One easy walk is along the Northern Viaducts Road – accessible to wheelchairs and buggies – which follows over a mile of the former Stainmore Railway, with some dramatic viaducts along the way.
The Poetry Path is another fun walk. It starts at Stenkrith, where you walk over the Millennium bridge across the gorge where the swift current has eroded potholes and steep formations into the stone lining the river’s bed. Twelve large stones inscribed with poems reflecting a year in the life of a hill farmer have been installed along this route.
Another idyllic walk, which is good with children, begins at Little Salkeld and takes you through Lacy’s Caves, carved out of soft red stone above the Eden River. This walk also goes past Long Meg and her daughters, the second largest stone circle in the country, thought to date back as far as 1500 BC.
Hooksey and Randygill Top are worth a steep climb at the beginning; once you have reached the summit the far-ranging views make you feel as if you are on top of the world.
Equally impressive in terms of sights is the trail up to Nine Standards Rigg. Nobody quite knows why the stone cairns at the top were built, though many theories abound. At the summit of Nine Standards Rigg is a trig point that marks the watershed divide across England.
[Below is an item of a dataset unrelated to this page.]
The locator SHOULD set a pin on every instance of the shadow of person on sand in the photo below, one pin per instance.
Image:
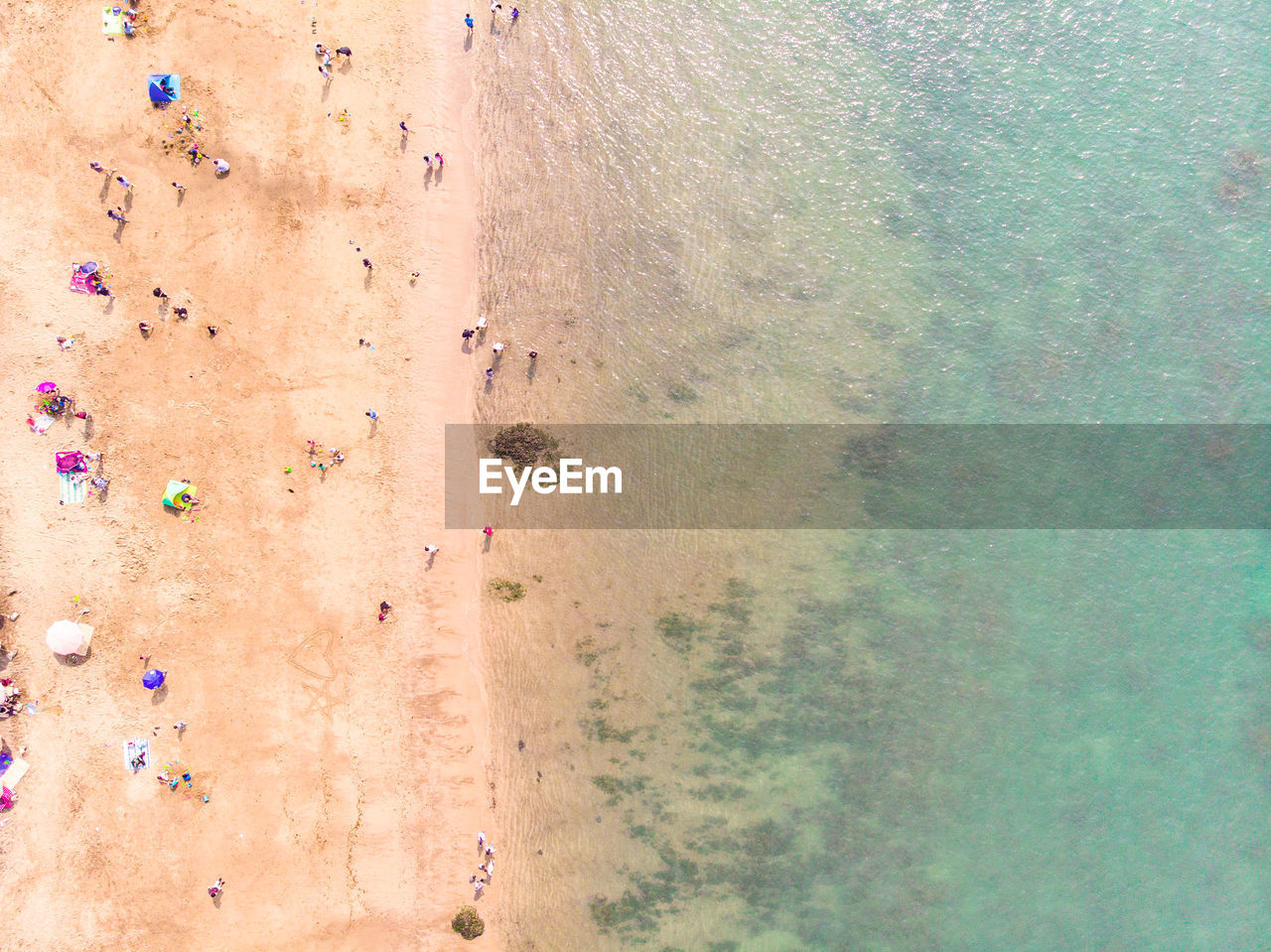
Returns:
(73, 660)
From this point, rivers flow west toward the Irish Sea and east toward the North Sea.
High Cup Nick: Only one of our family has enjoyed this walk so far and he keeps on threatening to drag us up the 519-metre ascent, but we are waiting for summer weather and more motivation. High Cup Nick is a U-shaped glaciated valley and has spectacular crags and views (so I’m told).
This area is also blessed with numerous waterfalls, including the spontaneous ghylls that pour off the fells after rainfall or snowmelt, as well as waterfalls which attract tourists from around the world.
Cautley Spout is England’s highest waterfall above ground, tumbling 198 metres through a series of falls. Cautley Iron Age Settlement, at the foot of Cautley Spout, consists of scattered stones and earthwork remains. It is quite humbling to think of the extreme living conditions that must have prevailed in these times. There is a stone-edged track which leads from the settlement to the foot of the falls.
Aira Force (the word ‘force’ derives from the old Norse ‘fors’) is near Ullswater and crashes down 20 metres of rocky ravine. This is a good place for a walk and you will also find another wishing tree, where countless people have hammered coins into a fallen tree trunk.
High Force waterfall is located at Forest-in-Teesdale, County Durham, and makes a pleasant day excursion.